Senin, 31 Desember 2012

Suku Lamalera, Suku Dengan Tradisi Asli Berburu Ikan Paus

Organisasi International Fund for Animal Welfare – IFAW pasti sangat tidak suka melihat tradisi ini. Tapi bagi penduduk asli Lamalera, di selatan pulau Lembata propinsi Nusa Tenggara Timur  masih menjalani cara berburu dari tradisi asli selama ratusan tahun lalu. Para penduduk asli Lamalera terkenal dengan keahlian berburu ikan paus untuk memenuhi kebutuhan pangan desanya. Diantara ikan paus, Lamalera sangat menyukai berburu paus sperma.
Kebiasaan memburu paus sudah dimulai sejak abad ke-17 atau mungkin ke-16. Catatan Portugis menyebutkan adanya masyarakat di Lembata yang mencari paus dengan cara tradisional. Di Lamalera ada 15 klan keluarga dengan tradisi ini, lengkap dengan rumah adat, rumah perahu atau najeng, dan tale leo atau tali penangkap paus.


Perburuan Paus Oleh Nelayan Jepang



Ikan Paus Sperma adalah buruan satu-satunya yang dijalankan masyarakat Lamalera. Ikan paus biru (Balaenoptera musculus) pun sering berlalu di hadapan mereka sebagai mamalia air terbesar yang ada (cetacean). Namun paus itu tak pernah diburu, karena selain untuk menjaga kelestarian satwa laut besar ini, tradisi menyebutkan bahwa Lamalera dan Lembata pada umumnya pernah diselamatkan paus biru dulu kala.Pantangan lain bagi mereka selain membunuh ikan paus biru, ialah membunuh paus sperma betina yang sedang hamil, anak paus, dan paus yang sedang dalam suasana kawin.

Namun karena sekarang paus sperma sulit ditemukan karena mulai langka, mereka beralih berburu hiu dan lumba-lumba untuk mencukupi kebutuhan desa. Penduduk Lamalera sangat dikenal dengan cara berburu ikan paus dengan tradisional, menggunakan tombak, otot dan kerjasama, namun mungkin dengan berburu hewan yang lebih kecil, beban mereka tidak seberat berburu paus.





Gambar-gambar ini diambil selama berburu di salah satu tempat terakhir di bumi di mana orang masih menggunakan metode tradisional untuk ikan. Para nelayan yang terampil berlayar hingga 14 orang untuk berburu ikan paus. Satu orang bertugas sebagai penembak memegang  ’Kefa’ -. Tombak  bambu dengan pisau besi dan pisau. Dia kemudian melompat dari perahu, menusuk hewan dengan Kefa.
Kadang-kadang nelayan harus berjuang sampai enam jam dalam menangkap ikan paus. Ini mungkin tampak kejam, tetapi jika ditelaah jauh lebih manusiawi dari  armada penangkapan ikan paus Jepang, yang menggunakan perahu besar dan tombak granat melampiaskan pembantaian pada skala industri. Secara tradisi, ikan paus yang didapat dikonsumsi untuk masyarakat desa dan tidak melebihi dari kebutuhan hidup secara keseluruhan secara sosial. Terkadang jumlah paus yang ditangkap berfluktuasi sesuai ketersediaan dan keperluan masyarakatnya.

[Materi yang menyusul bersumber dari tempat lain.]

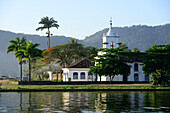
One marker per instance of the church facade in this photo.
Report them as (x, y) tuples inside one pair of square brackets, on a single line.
[(78, 71)]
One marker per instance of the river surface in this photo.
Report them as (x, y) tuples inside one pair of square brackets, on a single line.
[(85, 102)]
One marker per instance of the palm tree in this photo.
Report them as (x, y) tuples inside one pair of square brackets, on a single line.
[(29, 52), (47, 24), (16, 44)]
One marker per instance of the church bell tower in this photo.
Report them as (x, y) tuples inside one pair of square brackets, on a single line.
[(110, 39)]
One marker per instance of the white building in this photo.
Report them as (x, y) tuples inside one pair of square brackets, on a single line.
[(79, 72)]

Paus bermigrasi antara Samudra Hindia dan Pasifik pada bulan Mei hingga Oktober.  Para penduduk desa terus berjuang meningkatnya tekanan dari berbagai organisasi dan LSM yang mencoba untuk mendorong wisatawan untuk mengambil bagian dalam pelestarian  ikan paus daripada menonton perburuan. Tetapi penduduk  desaLamalera  tetap menantang, bagaimanpun mereka harus tetap berburu untuk bertahan hidup.